I'm using python pandas and flask for some postprocessing tasks (anlaysis and visualization). Until now I uploaded/read *.csv *.xlsx and *.xls via pd.read_csv, pd.read_xlsx. Everything worked quiet fine.
Now I have a *.xml file as datasource and tried according my habit pattern.
So i tried:
<form action="/input" method="POST" enctype="multipart/form-data">
<input type="file" name="file">
<input type="submit" name="Preview" value ="Preview Data" > </input>
from flask import Flask, render_template,request, render_template
import pandas as pd
import xml.etree.ElementTree as ET
@app.route("/input", methods=['POST', 'GET'])
def input():
if request.method == 'POST':
if request.form['Preview'] == "Preview Data":
file = request.files['file']
filename = file.filename
if '.xml' in filename:
content = pd.read_xml(file, parser='lxml')
But when I pass a .xml file to the app via the form.
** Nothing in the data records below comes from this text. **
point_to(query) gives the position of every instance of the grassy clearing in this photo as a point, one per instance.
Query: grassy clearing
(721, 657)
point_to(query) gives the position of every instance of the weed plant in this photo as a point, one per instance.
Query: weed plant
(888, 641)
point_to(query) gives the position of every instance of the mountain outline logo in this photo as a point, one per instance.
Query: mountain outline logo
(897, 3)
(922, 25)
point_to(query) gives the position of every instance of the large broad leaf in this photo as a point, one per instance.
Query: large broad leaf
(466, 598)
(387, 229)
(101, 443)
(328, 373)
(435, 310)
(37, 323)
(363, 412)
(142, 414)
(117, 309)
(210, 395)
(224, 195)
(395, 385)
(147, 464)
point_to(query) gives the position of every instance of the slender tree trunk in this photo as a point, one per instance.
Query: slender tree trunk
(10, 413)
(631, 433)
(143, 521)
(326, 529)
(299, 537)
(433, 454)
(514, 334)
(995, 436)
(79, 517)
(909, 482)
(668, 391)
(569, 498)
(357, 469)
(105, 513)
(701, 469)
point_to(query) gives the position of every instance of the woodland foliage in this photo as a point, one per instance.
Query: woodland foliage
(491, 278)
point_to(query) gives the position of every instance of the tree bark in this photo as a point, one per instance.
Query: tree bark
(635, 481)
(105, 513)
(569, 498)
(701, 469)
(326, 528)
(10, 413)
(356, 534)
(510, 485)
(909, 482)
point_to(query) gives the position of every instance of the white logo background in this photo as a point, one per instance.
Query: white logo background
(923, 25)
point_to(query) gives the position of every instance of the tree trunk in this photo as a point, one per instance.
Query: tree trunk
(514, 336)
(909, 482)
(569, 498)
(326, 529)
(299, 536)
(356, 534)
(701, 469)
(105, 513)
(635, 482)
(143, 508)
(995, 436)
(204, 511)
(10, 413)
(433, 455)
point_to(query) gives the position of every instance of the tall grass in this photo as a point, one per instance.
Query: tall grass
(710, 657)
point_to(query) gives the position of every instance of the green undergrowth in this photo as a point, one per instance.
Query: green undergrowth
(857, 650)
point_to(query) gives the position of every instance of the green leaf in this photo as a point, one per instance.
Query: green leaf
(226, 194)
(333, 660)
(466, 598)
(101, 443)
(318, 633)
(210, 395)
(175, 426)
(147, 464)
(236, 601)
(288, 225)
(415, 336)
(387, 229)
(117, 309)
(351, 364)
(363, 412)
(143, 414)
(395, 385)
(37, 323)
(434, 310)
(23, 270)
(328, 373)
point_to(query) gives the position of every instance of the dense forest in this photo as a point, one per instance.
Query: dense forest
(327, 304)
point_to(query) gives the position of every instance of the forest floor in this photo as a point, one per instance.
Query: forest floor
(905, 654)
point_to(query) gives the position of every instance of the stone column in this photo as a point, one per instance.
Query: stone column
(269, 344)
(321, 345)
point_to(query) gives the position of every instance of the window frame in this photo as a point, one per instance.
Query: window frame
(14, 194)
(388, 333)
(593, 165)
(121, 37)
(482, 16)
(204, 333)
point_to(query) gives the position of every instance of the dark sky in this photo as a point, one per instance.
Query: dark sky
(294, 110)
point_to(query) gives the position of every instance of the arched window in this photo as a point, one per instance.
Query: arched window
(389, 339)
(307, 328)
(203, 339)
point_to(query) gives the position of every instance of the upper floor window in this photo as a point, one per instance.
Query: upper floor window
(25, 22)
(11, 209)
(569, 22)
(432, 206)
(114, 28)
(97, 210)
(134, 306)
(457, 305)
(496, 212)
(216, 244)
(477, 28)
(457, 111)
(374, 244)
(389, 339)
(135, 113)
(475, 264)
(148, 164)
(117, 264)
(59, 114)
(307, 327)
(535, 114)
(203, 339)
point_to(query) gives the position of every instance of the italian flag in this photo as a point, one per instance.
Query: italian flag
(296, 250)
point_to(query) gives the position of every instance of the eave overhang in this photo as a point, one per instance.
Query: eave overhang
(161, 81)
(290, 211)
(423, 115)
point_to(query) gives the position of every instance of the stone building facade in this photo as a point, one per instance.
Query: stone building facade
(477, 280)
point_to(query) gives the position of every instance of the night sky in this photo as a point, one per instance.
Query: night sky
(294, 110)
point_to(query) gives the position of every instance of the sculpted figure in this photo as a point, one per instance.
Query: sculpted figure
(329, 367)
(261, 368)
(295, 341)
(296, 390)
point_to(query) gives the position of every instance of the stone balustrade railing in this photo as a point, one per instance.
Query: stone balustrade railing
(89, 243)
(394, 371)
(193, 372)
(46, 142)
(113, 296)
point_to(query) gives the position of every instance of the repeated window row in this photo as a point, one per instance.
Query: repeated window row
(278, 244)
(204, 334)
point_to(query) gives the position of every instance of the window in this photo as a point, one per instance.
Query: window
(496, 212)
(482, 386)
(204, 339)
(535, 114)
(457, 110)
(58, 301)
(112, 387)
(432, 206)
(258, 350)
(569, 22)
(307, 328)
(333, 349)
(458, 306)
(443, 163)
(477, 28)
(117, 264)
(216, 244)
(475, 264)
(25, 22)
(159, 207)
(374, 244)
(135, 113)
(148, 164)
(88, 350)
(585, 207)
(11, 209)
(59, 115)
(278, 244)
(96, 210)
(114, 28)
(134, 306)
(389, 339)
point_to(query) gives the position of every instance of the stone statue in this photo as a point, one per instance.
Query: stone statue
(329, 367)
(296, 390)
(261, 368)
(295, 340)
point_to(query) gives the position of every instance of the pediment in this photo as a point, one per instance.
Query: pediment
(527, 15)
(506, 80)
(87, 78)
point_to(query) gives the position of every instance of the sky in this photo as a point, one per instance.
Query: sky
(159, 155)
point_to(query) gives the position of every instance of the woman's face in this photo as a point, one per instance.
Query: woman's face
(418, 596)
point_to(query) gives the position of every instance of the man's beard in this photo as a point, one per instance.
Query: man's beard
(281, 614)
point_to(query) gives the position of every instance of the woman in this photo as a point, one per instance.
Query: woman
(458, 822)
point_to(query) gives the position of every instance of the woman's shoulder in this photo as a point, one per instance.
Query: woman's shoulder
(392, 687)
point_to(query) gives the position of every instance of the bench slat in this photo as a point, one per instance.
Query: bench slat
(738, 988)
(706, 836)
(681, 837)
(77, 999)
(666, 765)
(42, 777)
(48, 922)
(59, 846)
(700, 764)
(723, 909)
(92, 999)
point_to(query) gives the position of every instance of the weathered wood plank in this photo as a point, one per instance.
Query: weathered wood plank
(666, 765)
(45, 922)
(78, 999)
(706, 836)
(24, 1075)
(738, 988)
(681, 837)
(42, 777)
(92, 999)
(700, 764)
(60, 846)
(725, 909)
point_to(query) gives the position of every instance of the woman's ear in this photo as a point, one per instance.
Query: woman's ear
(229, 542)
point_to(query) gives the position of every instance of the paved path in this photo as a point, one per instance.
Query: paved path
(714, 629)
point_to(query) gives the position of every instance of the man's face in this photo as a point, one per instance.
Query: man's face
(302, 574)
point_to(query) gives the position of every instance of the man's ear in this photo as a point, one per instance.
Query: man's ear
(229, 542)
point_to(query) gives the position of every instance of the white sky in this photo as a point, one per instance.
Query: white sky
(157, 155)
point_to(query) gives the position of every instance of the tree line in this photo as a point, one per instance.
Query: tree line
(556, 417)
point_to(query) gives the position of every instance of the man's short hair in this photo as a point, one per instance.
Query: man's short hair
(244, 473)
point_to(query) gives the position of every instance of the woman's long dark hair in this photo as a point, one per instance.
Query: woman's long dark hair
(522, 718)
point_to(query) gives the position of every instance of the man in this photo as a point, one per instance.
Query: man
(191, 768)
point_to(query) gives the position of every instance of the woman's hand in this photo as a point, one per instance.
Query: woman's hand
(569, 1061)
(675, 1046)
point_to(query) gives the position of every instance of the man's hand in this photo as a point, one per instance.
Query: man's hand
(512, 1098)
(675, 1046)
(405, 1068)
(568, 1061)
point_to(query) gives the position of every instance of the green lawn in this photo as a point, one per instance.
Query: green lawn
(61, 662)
I get the error:
File "C:\ProgramData\MiniforgeEnvs\TestEnv\lib\site-packages\pandas\io\xml.py", line 627, in _parse_doc
with preprocess_data(handle_data) as xml_data:
AttributeError: __enter__
I tried check different options:
- when I use the inbuild xml.etree package it works fine:
import xml.etree.ElementTree as ET
if '.xml' in filename:
tree = ET.parse(file)
root = tree.getroot()
print(root[1][0][1].attrib)
- when I load the .xml direct from the app directory into pd.read_xml() it also works fine:
if '.xml' in filename:
content = pd.read_xml('SampleExport.xml', parser='lxml')
- I tried different prasers: "lxml" and "etree"
But at the end when I pass the .xml via the Form/input and using pd.read_xml(file,parser='lxml') I got the error from above.
CodePudding user response:
I just solved my issue even though I'm not quite sure why pd.read_xml() behaves different compared to pd.read_csv() or pd.read_xlsx().
pd.read_xml is not able to read a FileStorage object. The variable passed by request.file[] is a instance of the class: werkzeug.datastructures.FileStorage(stream=None, filename=None, name=None, content_type=None, content_length=None, headers=None).
Via the read function I extracted the file itsself.
filestorage = request.files['file']
file=filestorage.read()
with this passed to pd.read_xml it works fine.
Is there anybody who can explain why _parse_doc() funtion of pd.read_xml() is not able to read FileStotage type?